Another limitation is that SCD incidence may be underestimated due to our inability to verify the completeness of screening of all newborns in NYS. Because we did not conduct data linkage of all children in the NBS database born in the study period (2000–2008) to birth certificate records, no information about the completeness of screening was available. It was possible that the completeness of screening was <100%. This may lead to a decreased number of SCD cases being identified through NBS. However, this is unlikely to be quantitatively important. A recent study of linked Michigan birth and NBS records during January 2007 to March 2008 found that 99.2% births were successfully matched to NBS records.²² The matching rate increased to 99.6% following a transition to a Web-based electronic birth certificate system and inclusion of a NBS card identification number on the birth record in 2008. The NYS NBS Program is currently developing a data linkage program for matching children in the NBS database to birth records to estimate the completeness of screening and identify unscreened children.

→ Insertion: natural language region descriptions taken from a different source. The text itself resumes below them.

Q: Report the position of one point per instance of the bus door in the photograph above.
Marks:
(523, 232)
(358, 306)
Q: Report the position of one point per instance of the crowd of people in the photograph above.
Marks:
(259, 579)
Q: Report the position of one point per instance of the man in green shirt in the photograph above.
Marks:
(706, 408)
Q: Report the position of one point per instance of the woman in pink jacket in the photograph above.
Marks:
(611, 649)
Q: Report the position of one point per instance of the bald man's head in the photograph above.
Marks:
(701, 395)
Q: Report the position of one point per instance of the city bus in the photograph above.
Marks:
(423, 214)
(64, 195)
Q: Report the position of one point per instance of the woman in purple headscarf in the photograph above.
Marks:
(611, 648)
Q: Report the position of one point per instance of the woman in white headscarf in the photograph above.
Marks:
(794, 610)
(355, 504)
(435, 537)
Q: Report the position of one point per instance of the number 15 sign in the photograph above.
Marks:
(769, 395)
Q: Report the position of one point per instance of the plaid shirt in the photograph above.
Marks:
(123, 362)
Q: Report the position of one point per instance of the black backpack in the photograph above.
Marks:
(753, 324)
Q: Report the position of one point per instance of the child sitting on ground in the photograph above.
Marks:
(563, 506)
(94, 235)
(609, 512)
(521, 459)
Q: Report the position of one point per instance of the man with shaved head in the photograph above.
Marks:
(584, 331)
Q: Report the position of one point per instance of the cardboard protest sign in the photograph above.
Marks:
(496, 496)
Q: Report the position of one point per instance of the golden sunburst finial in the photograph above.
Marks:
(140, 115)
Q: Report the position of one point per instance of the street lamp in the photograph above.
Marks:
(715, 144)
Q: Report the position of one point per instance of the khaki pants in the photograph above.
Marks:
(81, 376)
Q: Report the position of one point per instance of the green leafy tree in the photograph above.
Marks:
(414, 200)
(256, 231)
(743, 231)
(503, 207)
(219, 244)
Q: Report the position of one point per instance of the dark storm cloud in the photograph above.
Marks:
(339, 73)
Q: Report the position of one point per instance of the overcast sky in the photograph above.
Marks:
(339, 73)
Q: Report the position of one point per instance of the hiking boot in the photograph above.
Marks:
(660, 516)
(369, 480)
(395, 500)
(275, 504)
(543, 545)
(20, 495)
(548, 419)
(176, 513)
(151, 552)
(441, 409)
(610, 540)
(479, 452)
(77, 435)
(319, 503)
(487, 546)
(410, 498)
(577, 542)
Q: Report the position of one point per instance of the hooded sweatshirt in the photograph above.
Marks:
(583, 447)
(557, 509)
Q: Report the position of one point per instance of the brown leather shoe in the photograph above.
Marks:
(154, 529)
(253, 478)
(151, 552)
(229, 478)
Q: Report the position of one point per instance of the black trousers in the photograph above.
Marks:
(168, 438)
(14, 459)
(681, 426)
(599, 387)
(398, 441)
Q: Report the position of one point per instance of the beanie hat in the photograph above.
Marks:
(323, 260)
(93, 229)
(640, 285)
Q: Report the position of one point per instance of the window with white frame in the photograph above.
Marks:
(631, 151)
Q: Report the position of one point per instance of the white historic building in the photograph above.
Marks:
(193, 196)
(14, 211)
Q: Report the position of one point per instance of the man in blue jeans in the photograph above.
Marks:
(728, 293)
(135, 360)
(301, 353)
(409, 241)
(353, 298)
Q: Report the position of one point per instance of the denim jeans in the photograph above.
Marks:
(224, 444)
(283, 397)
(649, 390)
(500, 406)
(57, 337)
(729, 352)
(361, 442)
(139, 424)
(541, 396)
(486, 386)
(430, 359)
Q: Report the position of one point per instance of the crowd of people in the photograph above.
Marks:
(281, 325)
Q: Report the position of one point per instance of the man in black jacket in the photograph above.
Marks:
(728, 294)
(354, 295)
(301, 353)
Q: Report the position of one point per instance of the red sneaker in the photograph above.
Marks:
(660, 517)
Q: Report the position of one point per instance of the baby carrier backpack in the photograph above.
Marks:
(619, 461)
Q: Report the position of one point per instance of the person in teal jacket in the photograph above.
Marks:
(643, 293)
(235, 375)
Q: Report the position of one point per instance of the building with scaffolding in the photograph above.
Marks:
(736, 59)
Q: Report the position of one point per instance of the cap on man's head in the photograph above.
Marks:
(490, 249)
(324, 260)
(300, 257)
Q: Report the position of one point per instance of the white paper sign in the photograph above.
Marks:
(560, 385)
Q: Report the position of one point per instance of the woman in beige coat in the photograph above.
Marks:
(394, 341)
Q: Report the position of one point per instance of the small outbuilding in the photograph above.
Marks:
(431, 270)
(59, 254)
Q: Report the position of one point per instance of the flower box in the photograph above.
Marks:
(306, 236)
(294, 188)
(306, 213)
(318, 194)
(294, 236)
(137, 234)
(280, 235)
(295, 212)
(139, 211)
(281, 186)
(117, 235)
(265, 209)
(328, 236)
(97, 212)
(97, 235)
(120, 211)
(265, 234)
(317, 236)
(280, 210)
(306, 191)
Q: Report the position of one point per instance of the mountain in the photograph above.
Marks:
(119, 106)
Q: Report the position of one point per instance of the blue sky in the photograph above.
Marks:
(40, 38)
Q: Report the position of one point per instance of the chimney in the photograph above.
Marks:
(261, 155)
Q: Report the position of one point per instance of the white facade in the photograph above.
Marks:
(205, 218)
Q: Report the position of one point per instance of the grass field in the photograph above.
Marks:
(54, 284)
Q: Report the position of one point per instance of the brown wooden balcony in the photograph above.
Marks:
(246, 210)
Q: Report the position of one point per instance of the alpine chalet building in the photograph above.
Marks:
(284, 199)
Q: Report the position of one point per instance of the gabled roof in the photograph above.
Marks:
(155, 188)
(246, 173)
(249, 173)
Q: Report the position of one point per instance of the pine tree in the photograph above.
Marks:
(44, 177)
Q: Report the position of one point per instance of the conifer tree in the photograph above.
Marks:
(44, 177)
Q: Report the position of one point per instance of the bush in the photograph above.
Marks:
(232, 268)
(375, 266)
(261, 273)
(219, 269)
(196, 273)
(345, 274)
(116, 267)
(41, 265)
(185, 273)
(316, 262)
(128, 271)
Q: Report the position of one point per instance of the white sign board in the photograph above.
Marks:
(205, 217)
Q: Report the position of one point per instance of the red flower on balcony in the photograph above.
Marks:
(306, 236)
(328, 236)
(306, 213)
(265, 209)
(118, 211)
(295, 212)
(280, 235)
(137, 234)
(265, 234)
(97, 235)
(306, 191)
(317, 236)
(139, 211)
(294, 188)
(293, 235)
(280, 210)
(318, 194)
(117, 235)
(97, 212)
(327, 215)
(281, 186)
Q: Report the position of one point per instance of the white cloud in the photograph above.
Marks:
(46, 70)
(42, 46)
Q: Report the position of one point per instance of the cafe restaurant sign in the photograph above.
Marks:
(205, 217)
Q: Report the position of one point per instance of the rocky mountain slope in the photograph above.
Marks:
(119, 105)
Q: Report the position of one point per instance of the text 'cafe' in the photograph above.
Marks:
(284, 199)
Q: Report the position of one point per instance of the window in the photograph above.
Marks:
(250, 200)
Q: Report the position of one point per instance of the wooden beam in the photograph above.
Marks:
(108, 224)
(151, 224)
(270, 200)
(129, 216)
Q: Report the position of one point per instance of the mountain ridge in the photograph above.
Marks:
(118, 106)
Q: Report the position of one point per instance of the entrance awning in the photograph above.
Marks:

This study provides the first estimates of NYS annual SCD incidence by maternal race/ethnicity and nativity. It has been known for decades that black infants born in the Caribbean or West or Central Africa had much higher rates of SCD than black infants born in the United States due to higher frequencies of the HbS allele. Consistent with those data, this study has demonstrated that NYS newborns of foreign-born non-Hispanic black mothers from those countries had a substantially higher incidence of SCD as compared with NYS newborns of US-born non-Hispanic black mothers. Such findings identify at-risk populations and inform public health education and community outreach activities that promote ongoing, high-quality medical management to affected children.